Molecular junctions consist of one or a small collection of molecules that are used as conductive elements to bridge two electrodes, separated by a distance called a nanogap due to its extremely small size.
The work, which was led by Dr Li Yang at XJTLU, was published in the highly profiled Nanoscale journal, which has an impact factor of 7.76, a measure reflecting the average number of citations to recent articles published in a journal.
The research project, which is funded by the National Natural Science Foundation Council (NSFC) and the Jiangsu Science and Technology programme, has been conducted in close collaboration with Professor Richard Nichols from the Department of Chemistry at the University of Liverpool. In 2003 Professor Nichols developed a unique technique to construct and measure molecular junctions using a scanning tunneling microscope.
This technique marked the first time researchers could construct a molecular junction as well as measure the single molecule conductance in a stable manner.

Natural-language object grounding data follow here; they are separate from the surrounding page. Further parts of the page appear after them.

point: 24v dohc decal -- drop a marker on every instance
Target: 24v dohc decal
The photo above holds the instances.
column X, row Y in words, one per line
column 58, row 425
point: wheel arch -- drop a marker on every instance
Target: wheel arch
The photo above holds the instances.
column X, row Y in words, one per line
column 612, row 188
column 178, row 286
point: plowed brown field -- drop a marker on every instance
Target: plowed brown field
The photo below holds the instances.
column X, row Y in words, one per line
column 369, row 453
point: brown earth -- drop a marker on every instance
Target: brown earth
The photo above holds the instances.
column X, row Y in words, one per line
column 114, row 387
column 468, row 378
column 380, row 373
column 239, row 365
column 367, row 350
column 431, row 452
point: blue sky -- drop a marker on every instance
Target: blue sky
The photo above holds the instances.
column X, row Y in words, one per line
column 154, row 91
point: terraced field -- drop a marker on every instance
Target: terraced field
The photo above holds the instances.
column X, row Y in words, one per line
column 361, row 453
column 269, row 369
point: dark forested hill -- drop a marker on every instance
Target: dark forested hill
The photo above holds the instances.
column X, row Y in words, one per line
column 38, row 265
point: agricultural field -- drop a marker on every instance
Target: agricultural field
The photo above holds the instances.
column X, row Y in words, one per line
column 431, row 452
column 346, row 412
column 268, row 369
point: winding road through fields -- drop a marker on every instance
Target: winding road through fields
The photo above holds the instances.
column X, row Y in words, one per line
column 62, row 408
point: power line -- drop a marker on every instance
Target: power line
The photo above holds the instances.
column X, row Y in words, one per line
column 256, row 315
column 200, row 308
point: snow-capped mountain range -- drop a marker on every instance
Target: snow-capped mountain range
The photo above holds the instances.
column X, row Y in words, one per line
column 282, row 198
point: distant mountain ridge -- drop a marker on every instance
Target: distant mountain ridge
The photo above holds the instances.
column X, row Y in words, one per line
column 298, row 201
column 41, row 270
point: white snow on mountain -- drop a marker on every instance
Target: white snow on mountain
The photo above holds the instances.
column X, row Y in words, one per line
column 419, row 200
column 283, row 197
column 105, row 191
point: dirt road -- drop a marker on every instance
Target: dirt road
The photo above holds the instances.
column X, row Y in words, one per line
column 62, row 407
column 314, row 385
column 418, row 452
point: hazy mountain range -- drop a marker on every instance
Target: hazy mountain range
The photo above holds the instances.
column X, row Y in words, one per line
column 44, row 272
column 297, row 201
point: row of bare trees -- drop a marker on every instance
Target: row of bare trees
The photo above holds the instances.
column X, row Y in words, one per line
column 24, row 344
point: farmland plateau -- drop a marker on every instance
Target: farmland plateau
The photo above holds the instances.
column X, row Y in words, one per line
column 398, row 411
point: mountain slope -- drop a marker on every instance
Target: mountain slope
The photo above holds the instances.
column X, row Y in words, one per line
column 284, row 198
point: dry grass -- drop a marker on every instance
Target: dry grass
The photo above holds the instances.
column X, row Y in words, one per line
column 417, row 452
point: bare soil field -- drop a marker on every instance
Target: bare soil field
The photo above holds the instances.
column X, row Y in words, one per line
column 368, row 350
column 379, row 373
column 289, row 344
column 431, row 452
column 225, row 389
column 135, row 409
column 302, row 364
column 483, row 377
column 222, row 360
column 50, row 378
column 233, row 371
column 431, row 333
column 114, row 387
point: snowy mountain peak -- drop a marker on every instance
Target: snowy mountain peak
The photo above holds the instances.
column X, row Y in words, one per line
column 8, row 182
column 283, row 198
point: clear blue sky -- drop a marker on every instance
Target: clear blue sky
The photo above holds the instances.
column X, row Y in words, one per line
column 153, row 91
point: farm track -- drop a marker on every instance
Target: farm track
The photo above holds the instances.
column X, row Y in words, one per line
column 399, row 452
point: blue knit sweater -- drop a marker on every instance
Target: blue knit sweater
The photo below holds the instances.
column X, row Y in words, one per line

It is seen by many as the true beginning of molecular electronics.
He visited XJTLU in the end of June as part of a mid-term project progress meeting and praised the research team for overcoming the technical challenges in performing their experiment. He added that he and his team in Liverpool had successfully formed molecular junctions on indium-tin oxide (ITO) and gallium arsenide (GeAs) electrodes, but not on two-dimensional graphene as the XJTLU team had.
“This carbon monolayer exhibits remarkable electronic, thermal, mechanical and optical properties due to its zero-band gap, flat and super-thin structure, making it useful as a platform for electronics, sensors, and electrodes in field effect transistors and as transparent contacts for photovoltaic devices," he said.
Qian Zhang is a Phd student who worked on the experiment. He said: “The graphene junction is creating a stronger charge transfer compared to those of equivalent junctions made with metal contacts. This is related to the weak coupling at the molecule-graphene interface and the electronic structure of graphene.”